Sul sito Mazda è ancora sotto la voce “prossimamente”, ma la MX-5 RF è arrivata. Vi avevamo annunciato l’introduzione della Launch Edition solo per pochi fortunati (1.000 esemplari) e anche l’inizio della produzione datato ottobre 2016, ma ora è tempo di conoscere tutti i dettagli dell’evoluzione della roadster, diventata una Targa. Partiamo dalle basi con il nome: RF, infatti, sta per Retractable Fastback. Un nome con la pronuncia complicata che sta ad indicare che il tetto rigido si ripiega in soli 13 secondi e fino ad una velocità di 10 km/h. Il peso forma è (quasi) invariato con +45 kg sulla bilancia e comfort aumentato, ma i puristi storceranno il naso, tutti gli altri invece rimarranno a bocca aperta a guardare dove è arrivata la roadster più venduta al mondo.


Da Roadster a Targa


La tela, il dettaglio che l’ha resa celebre negli anni, ora non c’è più, ma le due Mazda non si pesteranno i piedi. Diciamo pure che le forme esterne sono invariate rispetto alla ND classica, se non fosse per il tetto che impetuosamente porta le linee verso il posteriore. Il tetto, tuttavia, non occupa spazio in più rispetto alla tela, lasciando gli stessi 127 litri di bagagliaio.

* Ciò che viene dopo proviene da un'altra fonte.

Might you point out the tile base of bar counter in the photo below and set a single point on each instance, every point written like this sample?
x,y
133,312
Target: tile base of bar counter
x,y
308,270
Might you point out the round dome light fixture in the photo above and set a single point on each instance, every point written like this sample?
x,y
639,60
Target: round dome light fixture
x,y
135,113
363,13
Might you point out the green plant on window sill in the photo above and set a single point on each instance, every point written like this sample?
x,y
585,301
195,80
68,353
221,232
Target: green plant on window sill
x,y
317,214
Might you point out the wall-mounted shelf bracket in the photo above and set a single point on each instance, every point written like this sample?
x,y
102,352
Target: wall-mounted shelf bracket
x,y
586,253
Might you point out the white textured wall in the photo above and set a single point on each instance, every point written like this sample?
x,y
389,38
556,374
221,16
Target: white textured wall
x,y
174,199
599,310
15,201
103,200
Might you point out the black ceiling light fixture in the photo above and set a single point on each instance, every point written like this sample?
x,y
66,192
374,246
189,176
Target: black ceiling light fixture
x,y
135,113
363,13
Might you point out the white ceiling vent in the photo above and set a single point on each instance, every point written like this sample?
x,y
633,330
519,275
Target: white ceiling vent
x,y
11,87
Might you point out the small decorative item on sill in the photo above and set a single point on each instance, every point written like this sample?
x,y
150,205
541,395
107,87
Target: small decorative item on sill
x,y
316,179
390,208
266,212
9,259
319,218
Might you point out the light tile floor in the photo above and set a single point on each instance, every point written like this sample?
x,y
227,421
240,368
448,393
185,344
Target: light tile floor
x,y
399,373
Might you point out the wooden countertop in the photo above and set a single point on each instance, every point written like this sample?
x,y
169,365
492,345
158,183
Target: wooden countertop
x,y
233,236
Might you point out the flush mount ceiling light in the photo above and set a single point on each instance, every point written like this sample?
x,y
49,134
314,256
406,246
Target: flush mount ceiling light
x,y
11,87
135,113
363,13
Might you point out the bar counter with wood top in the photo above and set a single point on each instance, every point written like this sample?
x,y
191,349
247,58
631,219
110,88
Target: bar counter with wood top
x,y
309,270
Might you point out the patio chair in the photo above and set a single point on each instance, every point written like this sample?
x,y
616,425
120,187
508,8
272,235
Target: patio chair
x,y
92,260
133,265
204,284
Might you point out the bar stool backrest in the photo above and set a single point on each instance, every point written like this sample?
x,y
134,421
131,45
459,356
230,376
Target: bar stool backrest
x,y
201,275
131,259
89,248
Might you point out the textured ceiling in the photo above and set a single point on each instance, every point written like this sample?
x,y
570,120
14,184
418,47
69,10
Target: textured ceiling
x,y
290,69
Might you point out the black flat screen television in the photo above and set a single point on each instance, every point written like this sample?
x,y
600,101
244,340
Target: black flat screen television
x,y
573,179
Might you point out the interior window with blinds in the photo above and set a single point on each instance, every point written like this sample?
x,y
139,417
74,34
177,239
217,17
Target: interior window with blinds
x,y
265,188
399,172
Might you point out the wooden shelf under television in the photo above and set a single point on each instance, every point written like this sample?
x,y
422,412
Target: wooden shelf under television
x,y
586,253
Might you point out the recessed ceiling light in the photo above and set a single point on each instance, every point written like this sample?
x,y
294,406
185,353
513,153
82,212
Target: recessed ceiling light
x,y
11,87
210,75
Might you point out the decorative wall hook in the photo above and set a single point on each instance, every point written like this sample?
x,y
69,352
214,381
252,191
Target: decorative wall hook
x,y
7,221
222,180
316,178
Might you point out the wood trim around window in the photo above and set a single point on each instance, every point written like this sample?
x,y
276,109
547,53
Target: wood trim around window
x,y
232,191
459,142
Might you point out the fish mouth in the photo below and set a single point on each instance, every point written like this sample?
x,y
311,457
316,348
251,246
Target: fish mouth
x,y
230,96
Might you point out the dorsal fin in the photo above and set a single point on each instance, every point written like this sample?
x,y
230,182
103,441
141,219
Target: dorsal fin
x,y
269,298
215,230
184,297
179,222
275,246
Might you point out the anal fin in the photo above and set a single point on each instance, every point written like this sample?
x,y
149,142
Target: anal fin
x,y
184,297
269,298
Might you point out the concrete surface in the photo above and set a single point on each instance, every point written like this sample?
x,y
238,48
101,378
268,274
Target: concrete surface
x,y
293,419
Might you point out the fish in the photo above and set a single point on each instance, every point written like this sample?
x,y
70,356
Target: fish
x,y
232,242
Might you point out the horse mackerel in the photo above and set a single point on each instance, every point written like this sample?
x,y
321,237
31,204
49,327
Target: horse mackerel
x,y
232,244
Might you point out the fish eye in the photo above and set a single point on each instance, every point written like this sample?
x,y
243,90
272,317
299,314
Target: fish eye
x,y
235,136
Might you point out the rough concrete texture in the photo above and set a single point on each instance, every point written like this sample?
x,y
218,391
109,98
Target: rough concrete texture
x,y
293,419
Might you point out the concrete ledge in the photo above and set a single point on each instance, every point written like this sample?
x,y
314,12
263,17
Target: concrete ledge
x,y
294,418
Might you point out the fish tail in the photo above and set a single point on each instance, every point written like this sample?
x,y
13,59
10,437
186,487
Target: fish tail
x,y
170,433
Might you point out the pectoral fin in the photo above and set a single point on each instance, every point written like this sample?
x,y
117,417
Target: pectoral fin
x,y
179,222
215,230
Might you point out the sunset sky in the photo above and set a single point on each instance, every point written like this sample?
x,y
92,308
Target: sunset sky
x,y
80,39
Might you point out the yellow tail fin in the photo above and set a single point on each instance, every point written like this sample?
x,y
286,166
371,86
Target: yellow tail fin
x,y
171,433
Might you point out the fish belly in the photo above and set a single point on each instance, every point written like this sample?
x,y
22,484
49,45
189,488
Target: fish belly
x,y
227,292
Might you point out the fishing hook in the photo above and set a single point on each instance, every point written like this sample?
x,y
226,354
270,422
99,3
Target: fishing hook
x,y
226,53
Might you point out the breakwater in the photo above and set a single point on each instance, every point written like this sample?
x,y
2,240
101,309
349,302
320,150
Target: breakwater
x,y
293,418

L’atmosfera a cielo aperto è più calma, con meno fruscii, mentre chiudendo tutto si ottiene più o meno la stessa sensazione di una coupé. Permane il design KODO contraddistinto dai fari a LED e i cerchi in lega da 16” o 17”. Nuovo è invece il colore dal nome Machine Grey che volendo “bagna” anche il tetto, a meno che non si opti per la vernice nero lucido.


Stesso piacere di guida


La leggerezza e l’agilità della MX-5 (qui la nostra video prova) che tutti conosciamo è la stessa, anche nella RF che mantiene le sospensioni multilink a doppio braccio anteriore e posteriore anche se la pressione del gas negli ammortizzatori è stata adattata per compensare il peso maggiore, e stiamo parlando di 45 kg, il che la dice lunga su quale sia il livello di precisione quando si parla di stabilità al volante. E tra l’altro la scocca leggera ma rigida rimane la stessa della roadster. In tema di motorizzazioni Mazda sceglie gli stessi propulsori che fin’ora ha adottato. I protagonisti sono i due Skyactiv 1.5 e 2.0. Il primo con 131 CV a 7.500 giri/min (con limitatore alzato) e il secondo da 160 CV e 200 Nm di coppia a partire dai 4.600 giri. Per la trasmissione si può scegliere la tipica manuale o, in opzione, l’automatico a 6 rapporti con un controllo di lock-up per la seconda marcia e un controllo di slittamento per la terza.